I remembered being disappointed my last visit when I realized no photos were allowed.
The man wore an Ohio State T-shirt and khaki shorts. With sunglasses perched on top of his head, he looked like someone I knew. He looked so dejected, I felt the need to say something as I passed by.
“They have postcards in the gift shop,” I said, smiling as if that solved everything. “They were better than any shots I could get.” Sometimes we just want to say something, even if we know it won’t really help.
“Oh, I know,” he replied, looking as if he were going to cry. “I just don’t want to forget it.”
There is a sacredness at Westminster Abbey that I didn’t expect the first time I visited on a solo trip, two years ago. I thought of it as a tourist stop, not the place of worship that it is.
“You won’t forget it,” I told Ohio State. “You’ll be more present since you aren’t behind your camera.”
He nodded in agreement, but I didn’t think he believed me.
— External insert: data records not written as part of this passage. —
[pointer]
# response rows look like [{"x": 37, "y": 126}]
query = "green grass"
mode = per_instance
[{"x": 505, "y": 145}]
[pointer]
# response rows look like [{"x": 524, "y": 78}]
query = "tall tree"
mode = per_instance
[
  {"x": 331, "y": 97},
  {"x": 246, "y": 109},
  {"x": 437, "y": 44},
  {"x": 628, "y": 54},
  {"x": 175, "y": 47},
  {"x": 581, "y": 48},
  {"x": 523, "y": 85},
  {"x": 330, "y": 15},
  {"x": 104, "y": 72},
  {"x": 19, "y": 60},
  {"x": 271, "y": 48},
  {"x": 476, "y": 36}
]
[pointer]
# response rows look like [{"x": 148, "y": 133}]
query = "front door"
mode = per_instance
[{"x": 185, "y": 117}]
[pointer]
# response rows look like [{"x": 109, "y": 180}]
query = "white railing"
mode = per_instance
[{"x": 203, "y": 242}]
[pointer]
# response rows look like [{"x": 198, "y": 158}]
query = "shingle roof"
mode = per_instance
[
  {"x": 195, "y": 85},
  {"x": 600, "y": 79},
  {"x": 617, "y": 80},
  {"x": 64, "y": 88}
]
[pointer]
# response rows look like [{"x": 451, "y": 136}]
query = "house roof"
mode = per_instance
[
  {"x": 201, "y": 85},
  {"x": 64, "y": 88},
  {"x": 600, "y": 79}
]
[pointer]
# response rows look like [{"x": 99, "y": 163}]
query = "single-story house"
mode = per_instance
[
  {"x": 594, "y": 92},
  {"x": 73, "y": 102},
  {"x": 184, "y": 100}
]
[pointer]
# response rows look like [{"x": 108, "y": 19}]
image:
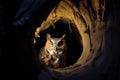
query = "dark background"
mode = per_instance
[{"x": 17, "y": 60}]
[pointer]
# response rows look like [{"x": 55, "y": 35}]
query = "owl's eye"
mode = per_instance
[{"x": 60, "y": 43}]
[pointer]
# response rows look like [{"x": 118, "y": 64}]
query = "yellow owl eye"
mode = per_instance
[{"x": 60, "y": 43}]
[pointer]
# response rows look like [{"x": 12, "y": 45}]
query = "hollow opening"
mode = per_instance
[{"x": 73, "y": 40}]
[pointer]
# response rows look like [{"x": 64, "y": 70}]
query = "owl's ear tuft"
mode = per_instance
[{"x": 48, "y": 36}]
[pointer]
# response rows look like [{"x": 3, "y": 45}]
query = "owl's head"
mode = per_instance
[{"x": 55, "y": 46}]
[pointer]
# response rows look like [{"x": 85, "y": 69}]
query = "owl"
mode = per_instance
[{"x": 53, "y": 54}]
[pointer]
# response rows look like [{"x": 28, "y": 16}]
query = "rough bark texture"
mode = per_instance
[{"x": 97, "y": 21}]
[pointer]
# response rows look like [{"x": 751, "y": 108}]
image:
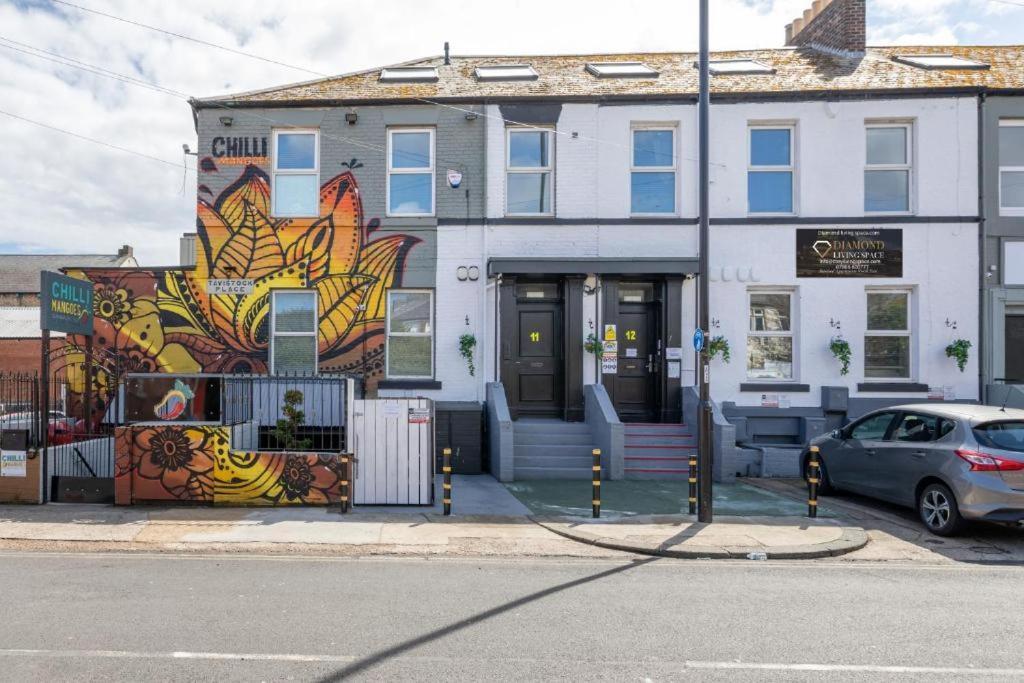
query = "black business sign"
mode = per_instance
[{"x": 849, "y": 253}]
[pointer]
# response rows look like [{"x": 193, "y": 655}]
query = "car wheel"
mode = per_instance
[
  {"x": 824, "y": 485},
  {"x": 938, "y": 510}
]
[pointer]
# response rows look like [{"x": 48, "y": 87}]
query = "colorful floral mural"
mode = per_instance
[
  {"x": 165, "y": 321},
  {"x": 196, "y": 464}
]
With his emotion so much on the surface, I felt there was more to this than just a casual interaction.
I’d returned to Westminster Abbey to share this sacred place with my son. Last time I visited, it wasn’t until I prayed with a priest there that I realized it had been a pilgrimage. I wanted my son to experience the place where I had felt so close to God.
I ran into Ohio State again near the shrine of St. Edward the Confessor, where I had prayed with a small group of believers from all over the world. The shrine is located behind the altar where each monarch since 1066 has been coronated. After a coronation, the monarch slips behind the altar through a secret door for private prayers for wisdom and guidance.
I asked Ohio State if he was religious.
“Well, not really. I mean I don’t not believe. I’m just not certain what I believe,” he said.
“I understand,” I said and told him about the noon prayers. “I think if you had an experience like I did, you wouldn’t forget it.”
“My mother just died three months ago.” The tears from earlier were now clear. “Towards the end, she’d forgotten so much.” I wanted to grab onto him for a moment, in gratitude for confiding in me, a stranger.
“I am so sorry.” I wanted to say more, but what, I didn’t know. I felt God’s presence there, and I knew I was supposed to have said the things I did to this fellow traveler. He nodded. Embarrassed, he looked to rejoin his family.
Sharing noon prayers with my son, I said a prayer for Ohio State, for his grief, for his healing, for his family.
Three hours later, two miles away, in a city of eight million, I held a door open for my son when Ohio State walked through. “I just talked to you this morning. At Westminster Abbey,” he said, looking at me as though he’d seen a ghost.
I don’t know why God brought us together for a moment, but I know God did.